The point is that such things aren’t impressive when all the transactions are validated by just 21 entities. That is why it seems to be just a distributed database. Recovering hacked funds is not very exciting either. The low spread of coins also makes the voting system flawed, giving the power of controlling the currency to an oligarchic group and discouraging lower amount holders to vote.
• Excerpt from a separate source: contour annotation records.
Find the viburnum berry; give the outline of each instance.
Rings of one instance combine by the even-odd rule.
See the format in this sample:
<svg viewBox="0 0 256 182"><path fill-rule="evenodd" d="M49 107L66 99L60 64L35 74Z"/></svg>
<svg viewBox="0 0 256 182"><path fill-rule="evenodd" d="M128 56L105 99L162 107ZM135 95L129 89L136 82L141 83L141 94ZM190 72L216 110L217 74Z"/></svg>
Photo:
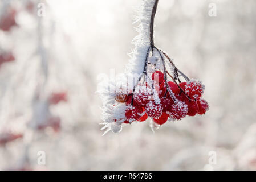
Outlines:
<svg viewBox="0 0 256 182"><path fill-rule="evenodd" d="M178 84L180 88L185 92L186 90L186 82L182 82Z"/></svg>
<svg viewBox="0 0 256 182"><path fill-rule="evenodd" d="M161 104L162 107L162 112L166 113L170 111L172 108L172 105L174 104L173 101L169 97L162 97L160 98Z"/></svg>
<svg viewBox="0 0 256 182"><path fill-rule="evenodd" d="M186 94L184 92L181 92L180 94L175 94L176 98L182 102L189 101L189 98L186 97Z"/></svg>
<svg viewBox="0 0 256 182"><path fill-rule="evenodd" d="M186 115L189 116L194 116L197 114L198 111L198 105L196 101L189 101L189 100L185 101L188 105L188 113Z"/></svg>
<svg viewBox="0 0 256 182"><path fill-rule="evenodd" d="M162 115L161 115L158 119L153 119L154 122L159 125L162 125L165 123L168 119L169 117L169 114L163 113Z"/></svg>
<svg viewBox="0 0 256 182"><path fill-rule="evenodd" d="M143 122L145 121L147 119L148 119L148 114L147 114L146 113L145 113L144 115L143 115L142 117L140 117L140 119L138 119L138 121Z"/></svg>
<svg viewBox="0 0 256 182"><path fill-rule="evenodd" d="M151 75L152 80L154 80L156 82L160 84L164 81L164 75L163 73L159 71L156 71Z"/></svg>
<svg viewBox="0 0 256 182"><path fill-rule="evenodd" d="M180 120L186 116L188 111L188 106L186 103L176 100L176 104L172 105L170 115L172 118Z"/></svg>
<svg viewBox="0 0 256 182"><path fill-rule="evenodd" d="M161 104L156 104L153 100L150 100L145 107L146 113L153 118L159 118L162 114L162 107Z"/></svg>
<svg viewBox="0 0 256 182"><path fill-rule="evenodd" d="M168 82L169 88L173 92L173 93L175 94L178 94L180 93L180 89L178 88L178 86L173 82L172 81L168 81ZM160 90L161 90L161 94L160 94L160 97L162 97L165 94L165 92L167 91L166 86L165 85L165 82L162 82L160 85ZM170 97L170 93L169 92L167 91L166 96L168 97Z"/></svg>
<svg viewBox="0 0 256 182"><path fill-rule="evenodd" d="M178 88L176 84L172 81L168 81L168 84L169 87L174 94L178 94L180 93L180 89Z"/></svg>
<svg viewBox="0 0 256 182"><path fill-rule="evenodd" d="M191 80L185 85L185 92L191 98L199 100L204 93L205 86L198 80Z"/></svg>
<svg viewBox="0 0 256 182"><path fill-rule="evenodd" d="M143 112L142 107L139 106L129 106L125 110L125 122L131 123L135 120L139 119L141 117L141 113Z"/></svg>
<svg viewBox="0 0 256 182"><path fill-rule="evenodd" d="M144 106L149 101L151 90L146 86L138 86L133 93L133 101L139 105Z"/></svg>
<svg viewBox="0 0 256 182"><path fill-rule="evenodd" d="M120 92L115 93L115 100L118 102L121 103L126 102L128 99L128 96L124 93Z"/></svg>
<svg viewBox="0 0 256 182"><path fill-rule="evenodd" d="M198 111L197 111L197 114L204 114L209 110L208 103L207 103L206 101L204 99L201 98L200 100L198 100L197 103L198 105Z"/></svg>

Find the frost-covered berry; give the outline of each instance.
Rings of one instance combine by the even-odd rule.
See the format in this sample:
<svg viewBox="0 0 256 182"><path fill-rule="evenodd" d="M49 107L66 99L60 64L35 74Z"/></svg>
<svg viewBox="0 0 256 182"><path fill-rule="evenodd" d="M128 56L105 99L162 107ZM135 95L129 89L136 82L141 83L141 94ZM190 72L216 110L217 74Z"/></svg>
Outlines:
<svg viewBox="0 0 256 182"><path fill-rule="evenodd" d="M197 102L198 105L198 111L197 111L197 114L205 114L206 111L209 110L209 106L208 103L207 103L206 101L204 99L201 98L200 100L198 100Z"/></svg>
<svg viewBox="0 0 256 182"><path fill-rule="evenodd" d="M180 88L185 92L186 89L186 82L182 82L178 84Z"/></svg>
<svg viewBox="0 0 256 182"><path fill-rule="evenodd" d="M153 73L151 77L153 80L159 84L164 81L164 73L159 71L156 71L154 73Z"/></svg>
<svg viewBox="0 0 256 182"><path fill-rule="evenodd" d="M141 117L141 113L143 112L142 107L138 106L129 106L125 110L126 121L131 123L135 120L139 119Z"/></svg>
<svg viewBox="0 0 256 182"><path fill-rule="evenodd" d="M115 93L115 100L118 102L121 103L124 103L127 101L128 99L128 96L127 94L125 94L124 93L122 92L119 92Z"/></svg>
<svg viewBox="0 0 256 182"><path fill-rule="evenodd" d="M138 86L133 93L133 101L139 105L144 106L149 101L151 90L147 86Z"/></svg>
<svg viewBox="0 0 256 182"><path fill-rule="evenodd" d="M188 106L186 103L176 100L176 104L172 105L170 115L172 118L180 120L186 116L188 111Z"/></svg>
<svg viewBox="0 0 256 182"><path fill-rule="evenodd" d="M169 87L173 92L174 94L178 94L180 93L180 89L178 86L174 82L168 81Z"/></svg>
<svg viewBox="0 0 256 182"><path fill-rule="evenodd" d="M197 114L198 111L198 105L197 102L193 101L189 101L189 100L185 101L186 104L188 105L188 113L186 115L189 116L194 116Z"/></svg>
<svg viewBox="0 0 256 182"><path fill-rule="evenodd" d="M162 112L166 113L166 111L170 111L172 108L172 105L174 104L172 99L169 97L162 97L160 100L162 107Z"/></svg>
<svg viewBox="0 0 256 182"><path fill-rule="evenodd" d="M205 86L198 80L192 80L185 85L185 92L191 98L199 100L204 93Z"/></svg>
<svg viewBox="0 0 256 182"><path fill-rule="evenodd" d="M153 118L159 118L162 114L162 107L161 104L156 104L153 100L150 100L145 107L146 113Z"/></svg>
<svg viewBox="0 0 256 182"><path fill-rule="evenodd" d="M145 121L147 119L148 119L148 114L145 113L145 114L142 117L141 117L140 119L138 119L138 121L143 122Z"/></svg>
<svg viewBox="0 0 256 182"><path fill-rule="evenodd" d="M184 92L181 92L180 94L175 94L176 98L182 102L189 101L189 98L186 96L186 94Z"/></svg>
<svg viewBox="0 0 256 182"><path fill-rule="evenodd" d="M170 89L170 90L173 92L174 94L177 94L180 93L180 89L178 88L178 86L173 82L172 81L168 81L168 82L169 88ZM160 97L162 97L165 94L165 92L166 92L166 86L165 85L165 82L162 82L160 85L160 90L161 90L161 94L160 94ZM170 93L169 92L167 91L166 94L167 97L170 97Z"/></svg>
<svg viewBox="0 0 256 182"><path fill-rule="evenodd" d="M168 119L169 117L169 114L163 113L162 115L161 115L158 119L153 119L154 122L159 125L162 125L165 123Z"/></svg>

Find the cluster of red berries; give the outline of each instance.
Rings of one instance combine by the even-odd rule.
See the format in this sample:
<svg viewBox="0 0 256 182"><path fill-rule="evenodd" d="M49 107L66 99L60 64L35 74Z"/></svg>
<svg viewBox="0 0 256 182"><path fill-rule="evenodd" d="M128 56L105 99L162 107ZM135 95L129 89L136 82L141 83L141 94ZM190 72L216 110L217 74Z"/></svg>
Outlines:
<svg viewBox="0 0 256 182"><path fill-rule="evenodd" d="M180 120L186 115L205 114L209 109L207 102L201 98L204 86L201 81L192 80L178 85L165 82L164 73L159 71L152 75L152 78L159 100L154 99L152 86L147 82L137 85L129 95L122 92L116 93L115 100L127 106L124 123L142 122L149 117L156 123L162 125L168 118Z"/></svg>

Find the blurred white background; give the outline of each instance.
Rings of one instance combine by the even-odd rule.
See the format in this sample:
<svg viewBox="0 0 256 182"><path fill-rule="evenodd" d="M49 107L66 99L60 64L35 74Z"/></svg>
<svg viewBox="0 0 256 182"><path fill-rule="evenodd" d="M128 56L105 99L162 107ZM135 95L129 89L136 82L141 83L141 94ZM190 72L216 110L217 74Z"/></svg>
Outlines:
<svg viewBox="0 0 256 182"><path fill-rule="evenodd" d="M160 0L155 44L204 82L210 110L101 136L97 78L124 72L141 3L0 0L0 20L15 10L17 23L0 23L0 55L14 57L0 61L0 169L256 169L253 0Z"/></svg>

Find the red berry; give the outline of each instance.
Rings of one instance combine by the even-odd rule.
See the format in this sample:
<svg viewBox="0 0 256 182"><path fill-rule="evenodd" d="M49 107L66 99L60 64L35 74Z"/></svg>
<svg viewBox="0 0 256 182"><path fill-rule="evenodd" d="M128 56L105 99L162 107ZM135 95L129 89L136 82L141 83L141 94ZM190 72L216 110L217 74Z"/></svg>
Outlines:
<svg viewBox="0 0 256 182"><path fill-rule="evenodd" d="M186 94L192 99L199 100L204 93L205 86L200 81L192 80L185 86Z"/></svg>
<svg viewBox="0 0 256 182"><path fill-rule="evenodd" d="M161 98L164 97L166 92L166 88L165 86L165 83L163 82L159 85L159 97ZM168 96L167 94L166 96Z"/></svg>
<svg viewBox="0 0 256 182"><path fill-rule="evenodd" d="M125 110L125 117L129 123L131 123L141 117L141 114L143 112L142 107L138 106L130 106ZM125 123L125 121L124 122Z"/></svg>
<svg viewBox="0 0 256 182"><path fill-rule="evenodd" d="M197 114L205 114L206 111L209 110L209 105L207 103L206 101L204 99L200 99L197 101L197 104L198 105L198 111L197 111Z"/></svg>
<svg viewBox="0 0 256 182"><path fill-rule="evenodd" d="M176 94L175 96L178 100L182 102L186 102L189 101L188 98L186 96L184 92L181 92L180 94Z"/></svg>
<svg viewBox="0 0 256 182"><path fill-rule="evenodd" d="M143 122L145 121L147 119L148 119L148 114L147 114L146 113L145 113L144 115L143 115L142 117L140 117L140 119L138 119L138 121Z"/></svg>
<svg viewBox="0 0 256 182"><path fill-rule="evenodd" d="M159 125L162 125L165 123L167 120L168 119L168 117L169 117L169 114L163 113L162 115L159 117L159 119L153 119L153 120L156 123Z"/></svg>
<svg viewBox="0 0 256 182"><path fill-rule="evenodd" d="M120 92L115 94L115 100L118 102L121 103L124 103L127 101L128 99L128 96L125 94L124 93Z"/></svg>
<svg viewBox="0 0 256 182"><path fill-rule="evenodd" d="M126 102L126 105L129 105L132 104L132 94L129 94L128 97L127 101ZM132 105L135 106L138 106L139 105L134 101L134 98L133 98L133 103Z"/></svg>
<svg viewBox="0 0 256 182"><path fill-rule="evenodd" d="M165 94L165 92L166 92L166 87L165 85L165 83L162 83L162 84L163 84L163 85L162 86L162 88L161 89L161 90L162 90L162 92L161 92L162 94L161 96L164 96L164 94ZM170 90L173 92L173 93L174 94L177 94L180 93L180 89L178 88L178 87L176 85L176 84L175 84L174 82L173 82L172 81L168 81L168 84L169 85L169 88L170 89ZM160 85L160 86L161 86L161 85ZM170 97L170 93L168 91L167 91L166 96L168 97Z"/></svg>
<svg viewBox="0 0 256 182"><path fill-rule="evenodd" d="M178 84L178 85L183 90L183 91L185 92L185 90L186 90L186 82L182 82L180 83L180 84Z"/></svg>
<svg viewBox="0 0 256 182"><path fill-rule="evenodd" d="M198 111L198 105L197 102L193 101L189 101L189 100L185 101L186 104L188 105L188 113L186 115L190 116L194 116L197 114Z"/></svg>
<svg viewBox="0 0 256 182"><path fill-rule="evenodd" d="M151 90L146 86L137 86L133 93L133 101L138 105L144 106L149 101Z"/></svg>
<svg viewBox="0 0 256 182"><path fill-rule="evenodd" d="M162 107L161 104L156 104L153 100L149 101L145 107L146 113L153 118L159 118L162 115Z"/></svg>
<svg viewBox="0 0 256 182"><path fill-rule="evenodd" d="M161 104L162 107L162 112L166 113L170 111L172 108L172 105L174 104L173 101L170 98L163 97L160 99Z"/></svg>
<svg viewBox="0 0 256 182"><path fill-rule="evenodd" d="M170 117L175 119L180 120L185 117L188 113L188 106L185 102L178 101L177 103L172 105L172 109L170 112Z"/></svg>
<svg viewBox="0 0 256 182"><path fill-rule="evenodd" d="M174 94L178 94L180 93L180 89L178 86L174 82L168 81L169 87L173 92Z"/></svg>
<svg viewBox="0 0 256 182"><path fill-rule="evenodd" d="M151 75L151 77L156 82L160 84L164 81L164 75L161 72L156 71Z"/></svg>

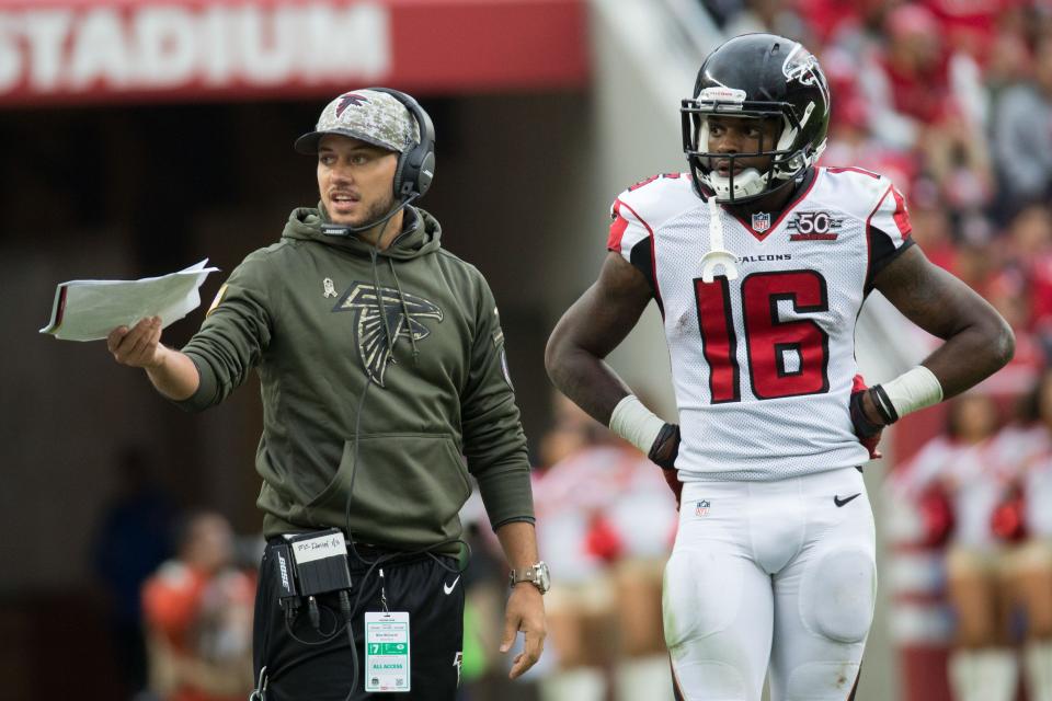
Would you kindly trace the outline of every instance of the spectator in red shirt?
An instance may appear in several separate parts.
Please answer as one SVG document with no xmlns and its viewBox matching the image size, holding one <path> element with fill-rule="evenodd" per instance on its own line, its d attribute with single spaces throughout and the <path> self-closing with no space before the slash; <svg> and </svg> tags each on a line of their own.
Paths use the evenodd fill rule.
<svg viewBox="0 0 1052 701">
<path fill-rule="evenodd" d="M 144 585 L 150 688 L 164 701 L 243 701 L 252 690 L 255 583 L 231 566 L 232 539 L 218 514 L 187 517 L 178 556 Z"/>
</svg>

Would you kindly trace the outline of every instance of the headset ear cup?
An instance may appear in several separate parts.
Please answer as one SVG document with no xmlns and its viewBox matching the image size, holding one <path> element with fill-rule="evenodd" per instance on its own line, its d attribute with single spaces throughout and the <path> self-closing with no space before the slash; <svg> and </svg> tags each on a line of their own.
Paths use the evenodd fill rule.
<svg viewBox="0 0 1052 701">
<path fill-rule="evenodd" d="M 423 162 L 416 170 L 416 192 L 423 197 L 431 188 L 431 181 L 435 177 L 435 152 L 428 150 L 424 154 Z"/>
<path fill-rule="evenodd" d="M 409 161 L 409 154 L 402 151 L 398 154 L 398 164 L 395 166 L 395 197 L 402 196 L 402 183 L 405 182 L 405 164 Z"/>
</svg>

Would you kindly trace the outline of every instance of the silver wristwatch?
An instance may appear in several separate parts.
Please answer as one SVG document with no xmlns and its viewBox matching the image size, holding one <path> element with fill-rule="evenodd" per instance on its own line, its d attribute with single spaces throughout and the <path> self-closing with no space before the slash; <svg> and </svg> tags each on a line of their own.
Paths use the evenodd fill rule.
<svg viewBox="0 0 1052 701">
<path fill-rule="evenodd" d="M 512 570 L 507 577 L 508 584 L 515 586 L 519 582 L 529 582 L 537 587 L 541 594 L 548 591 L 551 587 L 551 578 L 548 575 L 548 564 L 544 561 L 523 570 Z"/>
</svg>

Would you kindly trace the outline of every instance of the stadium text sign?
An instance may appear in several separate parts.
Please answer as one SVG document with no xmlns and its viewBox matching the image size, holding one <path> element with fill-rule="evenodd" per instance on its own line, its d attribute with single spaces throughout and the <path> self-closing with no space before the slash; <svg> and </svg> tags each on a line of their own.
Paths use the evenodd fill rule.
<svg viewBox="0 0 1052 701">
<path fill-rule="evenodd" d="M 390 68 L 388 25 L 373 3 L 9 11 L 0 93 L 369 80 Z"/>
<path fill-rule="evenodd" d="M 581 0 L 0 0 L 0 104 L 583 84 Z"/>
</svg>

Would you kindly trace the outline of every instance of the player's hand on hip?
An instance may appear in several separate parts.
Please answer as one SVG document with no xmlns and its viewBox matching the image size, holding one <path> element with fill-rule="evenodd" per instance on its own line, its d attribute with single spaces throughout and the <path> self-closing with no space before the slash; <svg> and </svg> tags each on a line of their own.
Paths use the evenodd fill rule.
<svg viewBox="0 0 1052 701">
<path fill-rule="evenodd" d="M 106 348 L 121 365 L 156 368 L 163 361 L 161 318 L 147 317 L 130 329 L 117 326 L 106 336 Z"/>
<path fill-rule="evenodd" d="M 521 582 L 512 587 L 504 610 L 504 637 L 501 640 L 501 652 L 506 653 L 515 643 L 515 634 L 524 634 L 523 652 L 515 656 L 512 663 L 510 679 L 522 676 L 533 667 L 545 650 L 545 636 L 548 634 L 545 623 L 545 600 L 540 591 L 528 582 Z"/>
<path fill-rule="evenodd" d="M 855 430 L 855 436 L 858 437 L 858 441 L 869 450 L 869 459 L 877 460 L 884 457 L 877 449 L 877 444 L 880 443 L 880 436 L 884 427 L 879 423 L 880 418 L 870 418 L 877 415 L 873 406 L 866 406 L 867 402 L 872 403 L 872 398 L 869 397 L 866 380 L 862 379 L 861 375 L 856 375 L 851 386 L 851 398 L 848 401 L 851 427 Z"/>
<path fill-rule="evenodd" d="M 676 508 L 679 508 L 679 495 L 683 493 L 683 482 L 676 470 L 676 457 L 679 455 L 679 426 L 665 424 L 654 439 L 648 458 L 661 468 L 668 489 L 676 495 Z"/>
</svg>

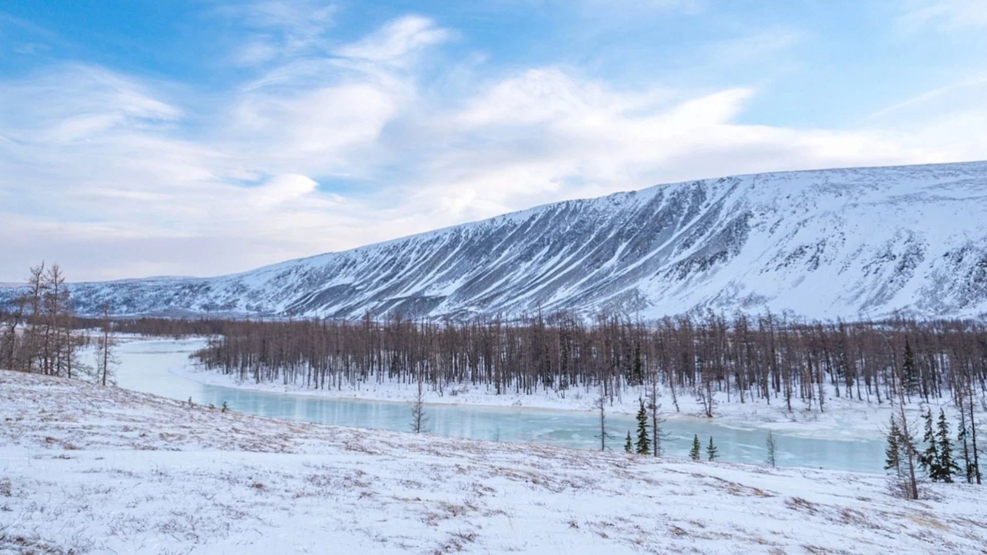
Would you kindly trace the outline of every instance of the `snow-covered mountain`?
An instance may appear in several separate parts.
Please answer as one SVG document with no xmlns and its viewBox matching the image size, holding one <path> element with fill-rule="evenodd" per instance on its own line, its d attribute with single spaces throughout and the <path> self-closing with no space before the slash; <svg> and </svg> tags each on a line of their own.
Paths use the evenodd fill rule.
<svg viewBox="0 0 987 555">
<path fill-rule="evenodd" d="M 987 313 L 987 162 L 660 185 L 209 278 L 76 283 L 95 313 Z"/>
</svg>

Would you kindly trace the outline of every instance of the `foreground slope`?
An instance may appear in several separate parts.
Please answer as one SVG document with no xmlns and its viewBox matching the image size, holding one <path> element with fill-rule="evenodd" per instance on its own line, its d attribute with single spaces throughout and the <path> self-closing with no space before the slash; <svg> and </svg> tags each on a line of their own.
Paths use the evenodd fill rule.
<svg viewBox="0 0 987 555">
<path fill-rule="evenodd" d="M 0 553 L 980 553 L 982 489 L 320 427 L 0 371 Z"/>
<path fill-rule="evenodd" d="M 109 301 L 118 314 L 977 316 L 987 313 L 987 163 L 663 185 L 235 276 L 75 291 L 83 311 Z"/>
</svg>

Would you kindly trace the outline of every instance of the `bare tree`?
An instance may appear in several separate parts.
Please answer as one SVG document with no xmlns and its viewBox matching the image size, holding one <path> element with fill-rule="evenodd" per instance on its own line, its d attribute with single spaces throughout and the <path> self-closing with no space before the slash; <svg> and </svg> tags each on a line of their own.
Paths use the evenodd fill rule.
<svg viewBox="0 0 987 555">
<path fill-rule="evenodd" d="M 97 344 L 96 377 L 102 385 L 115 383 L 115 368 L 119 364 L 116 357 L 116 338 L 113 335 L 113 321 L 110 319 L 110 303 L 103 304 L 103 326 Z"/>
</svg>

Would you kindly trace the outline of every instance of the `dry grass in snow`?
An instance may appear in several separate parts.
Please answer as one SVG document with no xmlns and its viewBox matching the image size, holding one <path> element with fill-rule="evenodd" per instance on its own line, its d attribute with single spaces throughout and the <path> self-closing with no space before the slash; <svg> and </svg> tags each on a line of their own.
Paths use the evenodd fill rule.
<svg viewBox="0 0 987 555">
<path fill-rule="evenodd" d="M 0 371 L 0 553 L 985 553 L 985 490 L 280 422 Z"/>
</svg>

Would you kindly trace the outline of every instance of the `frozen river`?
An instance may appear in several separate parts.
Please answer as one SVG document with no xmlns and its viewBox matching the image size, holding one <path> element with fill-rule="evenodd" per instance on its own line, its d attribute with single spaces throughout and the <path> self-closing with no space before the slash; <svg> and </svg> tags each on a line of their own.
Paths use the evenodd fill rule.
<svg viewBox="0 0 987 555">
<path fill-rule="evenodd" d="M 197 404 L 219 407 L 226 402 L 235 411 L 270 418 L 328 425 L 385 430 L 409 430 L 407 403 L 332 399 L 251 391 L 206 385 L 171 373 L 188 363 L 189 355 L 200 341 L 134 341 L 118 348 L 120 387 L 153 393 L 181 401 L 190 397 Z M 599 420 L 584 411 L 532 408 L 500 408 L 470 405 L 428 405 L 428 430 L 434 434 L 500 441 L 531 441 L 577 448 L 599 448 Z M 614 437 L 608 446 L 620 450 L 624 436 L 635 428 L 625 415 L 607 416 L 608 432 Z M 686 456 L 694 434 L 705 446 L 712 436 L 722 460 L 763 463 L 764 429 L 744 423 L 710 422 L 699 418 L 675 418 L 662 426 L 667 438 L 665 453 Z M 775 434 L 779 465 L 808 466 L 835 470 L 881 472 L 883 443 L 873 437 L 832 439 Z"/>
</svg>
DPoS blockchains are inherently trust-based. It also usually implies that censorship is possible. This is an indication that to have a network without fees it is necessary to sacrifice the characterizing elements of the blockchain technology. So why is a blockchain even necessary to this network? I don’t know, maybe it’s wiser to ask the developers or the community.

Conclusion

Keeping in mind the points raised, it is necessary to understand why blockchain technology is important and what sets it apart from all the rest. What characteristics should be remembered when thinking of blockchains?

This is my list of what a blockchain should be, or at least try to be: secure, trustless, immutable, uncensored, decentralized, permissionless, resilient, antifragile, adaptable and sustainable.

If it is necessary to sacrifice many of these features just to be feeless, then it’s probably not worth it. Perhaps a centralized solution is more suitable.